Sunday homily

23rd Sunday (B) 5th September, 2021

‘Two ears, one mouth – our activity should be in that proportion’. How many parents or teachers have said that or something similar pointing out that we need to listen more than speak or listen before we speak.

And that’s precisely what happens in this gospel story: first, Jesus gives the man his hearing and then he gains the power of speech. In other words, listen and then speak.

Which of us has not had occasion to regret something we have said? We may have said something very quickly, something we have said in the heat of the moment, something we have said without thinking, without thinking through how our words might affect the other person or the situation. Of course, life is spontaneous and it would be a dull and artificial life if every word that came out of our mouths was the product of cold calculation. But perhaps more important that spontaneity is awareness. Awareness involves listening as well as seeing, listening not only to what is being said but also to what isn’t being said, listening to the atmosphere and reading body language.

In the story it not clear that the man himself was asking for healing. It says, ‘they brought to him this man’. Presumably when Jesus opened the man’s ears he would just have heard an indistinct noise and only gradually he would have focussed his new hearing on the distinct voice of Jesus himself, and of Jesus speaking to him directly and personally. That may be why Jesus took this man aside, away from the crowd. Then Jesus touched him – a big risk because, under Jewish law, to touch a sick person was to incur ritual impurity. But Jesus went even further, he touched him in an even more intensely personal way when he healed him with his own spit, a disgusting prospect to us but an action indicative of the personal involvement. Spit was considered to have curative qualities. And Jesus said ‘Ephphatha’ . Only after this, when the man has been taken aside by Jesus, had his ears opened by Jesus, has heard Jesus speaking to him does the man speak, and he does not just speak but speaks clearly.

Sometimes we don’t hear, we don’t listen, we are in the crowd or other things crowd us. We need to take ourselves into personal relationship with Jesus, to experience the personal quality of his care and concern for each of us, which we can discern from what he said and what he did – to listen to Jesus in our lives, and then live out that healing touch, as it were by speaking, either literally or by what we quietly do. In this way we may take his healing touch forward to others.
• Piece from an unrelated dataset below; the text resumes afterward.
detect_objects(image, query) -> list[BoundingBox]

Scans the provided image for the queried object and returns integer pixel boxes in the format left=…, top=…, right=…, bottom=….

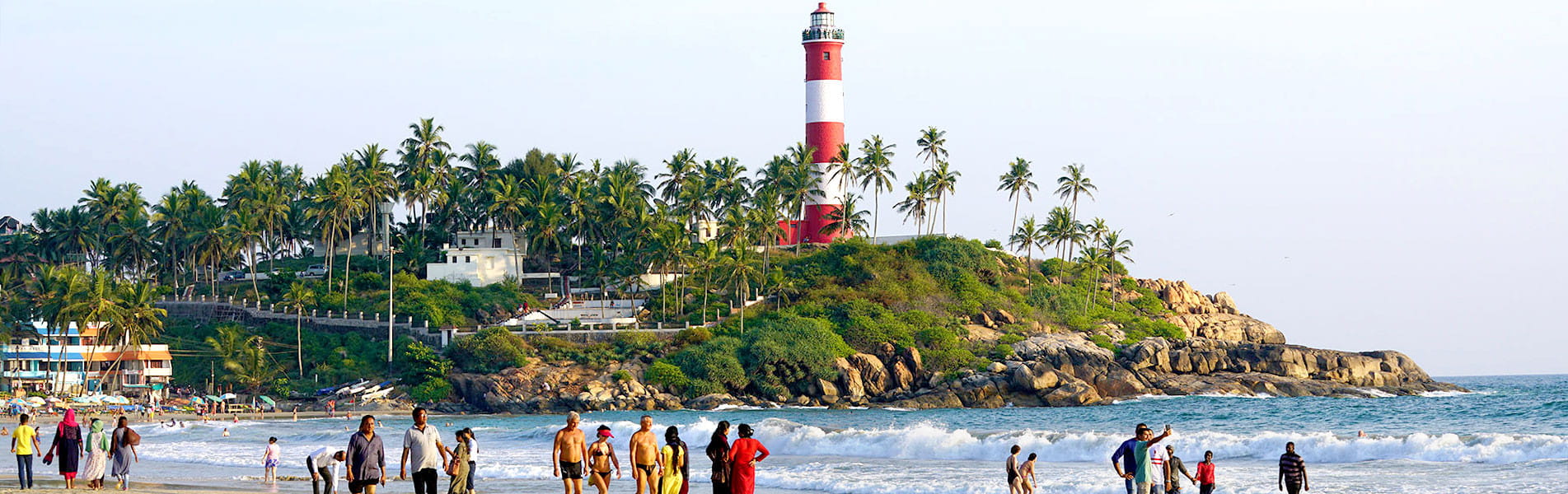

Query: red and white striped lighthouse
left=790, top=3, right=851, bottom=241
This Gospel passage about hearing first and then speaking has a further paradox in it. The man is healed, he hears and then he speaks but immediately Jesus tells the others not to speak, to be silent. Of course, in their exuberance they continue to tell everyone about what has happened. Why Jesus did this is a matter of some conjecture. Often in St Mark’s gospel Jesus gives this command to silence and this is called the Messianic Secret. It is possible Jesus needed time to prepare his disciples for what was to come but maybe his words are a caution against a dangerous enthusiasm that can sometimes take hold which leads to religious excess. Jesus had given this man a great gift, the gift of healing and we too have the potential always to find this healing touch in the very ordinariness of our lives. We will not be transported to some new Utopia where everything will be hunky dory but Jesus’ healing touch offers meaning, acceptance and joy in the midst of the mess, problems and stress of ordinary living. There seems to be much mess and many problems in our world at the moment and maybe there is a challenge for us all to help enable that healing touch that Jesus offers to be a present day reality.